Rilke voyageait pour provoquait des signes. Une oeuvre démarre toujours par un premier vers. C’est cela qu’il allait chercher dans chacun de ses voyages. “Mes pensées dorment, si je les assis. Mon esprit ne va, si les jambes ne l’agitent.” (Montaigne) Tout comme Nietzsche, passant notamment par Bâle, Beaulieu-sur-mer ou encore Turin, voyait dans le corps l’initiateur du mouvement de l’esprit.

Byron

Ce que tu es en train de me dire c’est que je dois voyager et faire des recontres pour avoir la légitimité d’écrire ? N’est-ce pas Rilke qui recherchait la solitude avant tout ?

Oncle Franck

La solitude est formatrice

La solitude permet la création, elle est grande, difficile à porter, nécessaire mais elle est la conséquence de ton besoin d’écrire. “Rentrer en soi-même et ne rencontrer personne pendant des heures. (…) Etre solitaire comme on était solitaire, enfant, quand les adultes allaient et venaient dans un entrelacs de choses qui semblaient importantes et grandes parce que les grands paraissaient plongés dans un grand affairement et que l’on ne comprenait rien à ce qu’ils faisaient.
Mais quand on voit un jour combien leurs occupations sont pauvres, leurs métiers sclérosés, n’ayant plus aucun lien avec la vie — pourquoi dès lors ne pas continuer, comme un enfant, à les regarder comme quelque chose d’étranger, depuis les profondeurs de son propre monde ?”

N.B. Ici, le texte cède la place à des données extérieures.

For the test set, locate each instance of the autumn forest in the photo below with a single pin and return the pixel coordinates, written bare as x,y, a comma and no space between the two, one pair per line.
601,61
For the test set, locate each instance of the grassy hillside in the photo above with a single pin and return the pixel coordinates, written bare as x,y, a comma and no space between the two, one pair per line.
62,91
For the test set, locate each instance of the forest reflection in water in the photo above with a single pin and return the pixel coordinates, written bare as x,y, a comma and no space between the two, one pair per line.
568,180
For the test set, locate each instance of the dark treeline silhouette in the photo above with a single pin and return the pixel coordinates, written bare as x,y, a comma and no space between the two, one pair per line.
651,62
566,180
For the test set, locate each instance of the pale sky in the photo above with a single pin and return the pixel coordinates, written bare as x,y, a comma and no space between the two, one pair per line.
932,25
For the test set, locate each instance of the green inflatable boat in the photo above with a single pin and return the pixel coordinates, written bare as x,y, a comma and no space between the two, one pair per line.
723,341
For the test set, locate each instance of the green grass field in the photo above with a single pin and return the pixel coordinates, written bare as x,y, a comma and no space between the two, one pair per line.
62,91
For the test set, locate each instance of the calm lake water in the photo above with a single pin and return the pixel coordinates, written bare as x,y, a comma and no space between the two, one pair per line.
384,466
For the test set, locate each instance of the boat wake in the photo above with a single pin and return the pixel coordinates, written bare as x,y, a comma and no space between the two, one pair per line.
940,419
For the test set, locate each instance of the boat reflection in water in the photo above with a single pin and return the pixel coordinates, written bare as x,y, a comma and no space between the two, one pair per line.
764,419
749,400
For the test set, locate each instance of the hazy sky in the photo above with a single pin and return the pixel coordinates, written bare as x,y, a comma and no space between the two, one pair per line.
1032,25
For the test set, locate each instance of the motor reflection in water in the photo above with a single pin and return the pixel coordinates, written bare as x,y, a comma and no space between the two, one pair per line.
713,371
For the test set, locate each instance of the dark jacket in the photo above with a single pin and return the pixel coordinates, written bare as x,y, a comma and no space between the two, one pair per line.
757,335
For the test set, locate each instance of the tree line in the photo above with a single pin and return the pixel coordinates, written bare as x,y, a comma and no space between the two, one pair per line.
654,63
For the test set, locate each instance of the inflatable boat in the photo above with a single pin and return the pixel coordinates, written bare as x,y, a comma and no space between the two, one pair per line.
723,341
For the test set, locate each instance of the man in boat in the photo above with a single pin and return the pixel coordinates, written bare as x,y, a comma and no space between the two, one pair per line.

Lectura — Laeticia Felgueroso

Oncle Franck

je contemple, je rêve et j’imagine.

Nourris ton esprit de moments contemplatifs. Nourris ton écriture d’une grande imagination, car l’imaginaire c’est la vie et que tout début de phrase doit être une expérience onirique.

“La carte du monde n’est tracée que dans les songes.” G.Bachelard

Bachelard a raison, si tu y ajoutes ton imagination, le monde n’est pas que vaste, il est infini.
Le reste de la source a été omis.